Malawenna Hewage Gunasena
March 27, 2011 6:33 am

Most of the developed countries are producing materials,which effects global warming.

March 27, 2011 7:48 am

Dave Springer,
I agree with your post above. It’s the global warming scare that is being hyped and reinforced by self-serving grant applicants and politicians that I object to. As you make clear, the free market always provides solutions if left alone. Bad governments can’t resist the urge to meddle, and that is what reults in starvation.

Bethany
March 27, 2011 6:23 pm

For the first time, I disagree with what is on this website because a portion of this article discusses the “irrational fear” of GM food. There are many studies, most of them buried because of the powerful corporations involved about the allergic reactions to GM food. The studies that have been done on rats and mice who have been fed GM soy that we are currently eating are disturbing. We in the US have been living in an experiment without our consent and we are getting sicker and sicker than the rest of the world. And you wonder why when Wikileaks had several parts documented the threats the US government gave to European countries about GM when they wouldn’t accept the US’s science experiment. They actually looked at the studies and saw how untested and possibly dangerous they could be and said no way.
Also, the whole idea that GM varieties can increase crop yields etc., take a look again.
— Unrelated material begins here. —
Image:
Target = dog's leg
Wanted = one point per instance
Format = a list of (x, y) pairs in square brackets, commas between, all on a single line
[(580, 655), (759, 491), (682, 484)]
Many of the yields with GM varieties were smaller and oh yah, farmers were saddled with pesticide costs that were much more than they had before. But of course all of these are “irrational” right? No thanks, I will stay away from Corn, Soy, Cotton and Canola unless I can guarantee it is organic.

SteveSadlov
March 28, 2011 1:55 pm

Not warming – cooling (and drying, which at the global level, goes with cooling).

Joel Shore
March 29, 2011 1:55 pm

Jerome,
The issue is not the total amount of water integrated over a year, but the distribution of the water flow over the year. What is important in many of those downstream areas is to have the water available during the relatively hot and dry summer months.

Colin
March 30, 2011 11:47 am

Dave Springer: “I have every confidence that synthetic biology is the answer to less expensive energy and it’ll be here real soon now.”
I have no such confidence. All biological systems are highly inefficient in their use of energy. The energy available for useful work is always much, much less than that input into the system.